Bisnis.com, JAKARTA — Deputi Direktur Institute for Development of Economics and Finance atau Indef Eko Listiyanto mengatakan program vaksin booster berbayar dapat dijalankan ketika pandemi Covid-19 relatif terkendali dan mayoritas masyarakat sudah tervaksinasi dosis pertama atau kedua.
Konteks itu, kata Eko, dapat melegitimasi peralihan dari vaksin yang gratis menuju vaksin berbayar yang diserahkan kepada perusahaan farmasi swasta. Peralihan itu dapat dilakukan ketika situasi pandemi dalam negeri relatif terkendali.
“Untuk kedepannya pasti akan ada transisi yang tadi semuanya harus gratis kepada yang sesuai kebutuhan dan daya beli mereka ini yang perlu disiapkan dari sekarang,” kata Eko dalam acara IDX Channel, Rabu (15/12/2021).
Eko mengatakan kebutuhan vaksin berbayar yang mengikuti kemampuan daya beli masyarakat itu bakal dibutuhkan ketika sejumlah negara mewajibkan jenis vaksin tertentu untuk keperluan kerja atau perjalanan luar negeri.

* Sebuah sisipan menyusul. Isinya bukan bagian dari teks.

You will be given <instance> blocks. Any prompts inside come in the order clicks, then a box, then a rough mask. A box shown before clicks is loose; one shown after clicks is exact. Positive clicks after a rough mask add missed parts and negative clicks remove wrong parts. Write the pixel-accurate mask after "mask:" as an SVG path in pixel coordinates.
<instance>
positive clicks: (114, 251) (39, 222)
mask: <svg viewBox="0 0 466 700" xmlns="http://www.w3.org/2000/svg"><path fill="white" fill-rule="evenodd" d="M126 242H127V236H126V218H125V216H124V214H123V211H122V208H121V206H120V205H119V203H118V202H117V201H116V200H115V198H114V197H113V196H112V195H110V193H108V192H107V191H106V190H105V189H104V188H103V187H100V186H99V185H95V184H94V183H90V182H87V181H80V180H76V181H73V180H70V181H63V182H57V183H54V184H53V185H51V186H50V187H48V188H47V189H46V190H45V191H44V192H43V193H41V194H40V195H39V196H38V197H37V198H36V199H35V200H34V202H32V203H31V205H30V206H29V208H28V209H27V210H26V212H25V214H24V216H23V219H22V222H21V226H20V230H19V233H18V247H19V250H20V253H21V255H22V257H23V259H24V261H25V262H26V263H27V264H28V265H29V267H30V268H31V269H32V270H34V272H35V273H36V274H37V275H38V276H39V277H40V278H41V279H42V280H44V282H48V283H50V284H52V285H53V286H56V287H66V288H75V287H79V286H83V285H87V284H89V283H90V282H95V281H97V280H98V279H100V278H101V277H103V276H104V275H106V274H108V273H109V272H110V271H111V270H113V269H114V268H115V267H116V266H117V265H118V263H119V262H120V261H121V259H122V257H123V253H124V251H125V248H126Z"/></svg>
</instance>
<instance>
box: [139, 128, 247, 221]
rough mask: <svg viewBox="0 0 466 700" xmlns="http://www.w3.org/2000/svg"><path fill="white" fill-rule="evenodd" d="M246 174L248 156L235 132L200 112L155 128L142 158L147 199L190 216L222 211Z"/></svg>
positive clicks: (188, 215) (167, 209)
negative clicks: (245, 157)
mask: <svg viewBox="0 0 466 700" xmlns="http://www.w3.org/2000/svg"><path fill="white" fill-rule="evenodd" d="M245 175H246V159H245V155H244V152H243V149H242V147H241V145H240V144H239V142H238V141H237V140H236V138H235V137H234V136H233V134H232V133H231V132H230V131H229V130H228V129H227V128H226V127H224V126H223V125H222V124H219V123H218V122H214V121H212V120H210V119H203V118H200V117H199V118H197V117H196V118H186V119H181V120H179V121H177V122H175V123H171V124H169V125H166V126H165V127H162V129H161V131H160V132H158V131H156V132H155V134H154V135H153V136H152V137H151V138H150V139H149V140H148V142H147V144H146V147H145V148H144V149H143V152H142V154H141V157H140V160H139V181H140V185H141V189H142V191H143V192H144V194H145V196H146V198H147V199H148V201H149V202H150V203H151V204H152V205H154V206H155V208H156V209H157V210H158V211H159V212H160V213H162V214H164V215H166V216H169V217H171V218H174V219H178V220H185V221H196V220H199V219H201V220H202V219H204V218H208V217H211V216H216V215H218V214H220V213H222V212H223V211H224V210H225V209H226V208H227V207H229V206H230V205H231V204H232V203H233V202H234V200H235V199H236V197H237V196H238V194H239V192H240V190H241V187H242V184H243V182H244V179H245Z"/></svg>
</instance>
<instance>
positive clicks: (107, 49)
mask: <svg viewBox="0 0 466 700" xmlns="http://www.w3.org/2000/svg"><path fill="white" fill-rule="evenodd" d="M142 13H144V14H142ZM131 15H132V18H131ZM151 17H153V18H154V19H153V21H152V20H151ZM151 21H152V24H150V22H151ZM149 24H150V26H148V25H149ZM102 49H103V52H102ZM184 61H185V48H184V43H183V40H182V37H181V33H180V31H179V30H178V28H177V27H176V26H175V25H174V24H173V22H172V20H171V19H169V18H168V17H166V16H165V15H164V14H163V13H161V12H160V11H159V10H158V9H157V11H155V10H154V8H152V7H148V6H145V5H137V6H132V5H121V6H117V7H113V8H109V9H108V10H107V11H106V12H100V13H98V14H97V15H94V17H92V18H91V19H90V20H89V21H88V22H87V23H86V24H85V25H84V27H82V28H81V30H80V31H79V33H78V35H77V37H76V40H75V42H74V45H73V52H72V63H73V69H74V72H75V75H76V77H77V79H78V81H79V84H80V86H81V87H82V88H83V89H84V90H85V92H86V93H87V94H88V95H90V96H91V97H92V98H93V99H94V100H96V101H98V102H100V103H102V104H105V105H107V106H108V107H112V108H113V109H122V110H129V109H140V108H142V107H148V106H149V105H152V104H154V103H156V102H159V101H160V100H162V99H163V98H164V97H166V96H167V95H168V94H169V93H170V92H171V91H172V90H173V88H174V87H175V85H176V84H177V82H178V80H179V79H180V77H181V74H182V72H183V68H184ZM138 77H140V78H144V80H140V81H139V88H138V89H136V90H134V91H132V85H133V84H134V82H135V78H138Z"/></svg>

“Bagi masyarakat kelas menengah ke atas yang memerlukan itu tidak masalah saya rasa tapi dosis pertama itu tetap harus mencapai masyarakat yang belum tervaksinasi di daerah-daerah,” tuturnya.
Seperti diberitakan sebelumnya, Kementerian Kesehatan (Kemenkes) memberi wewenang kepada perusahaan farmasi swasta untuk mengimpor vaksin booster menyusul rencana pemberian vaksin dosis ketiga kepada masyarakat tahun depan. Rencananya program vaksin booster itu bakal dimulai pada Januari 2021.
Baca Juga
Menteri Kesehatan Budi Gunadi Sadikin mengatakan kebutuhan vaksin booster itu mencapai 231,4 juta dosis yang akan disuntikan kepada 208,3 juta jiwa. Budi mengatakan pemerintah hanya akan menanggung pengadaan vaksin sebanyak 92,4 juta dosis lewat alokasi Anggaran Pendapatan dan Belanja Negara atau APBN.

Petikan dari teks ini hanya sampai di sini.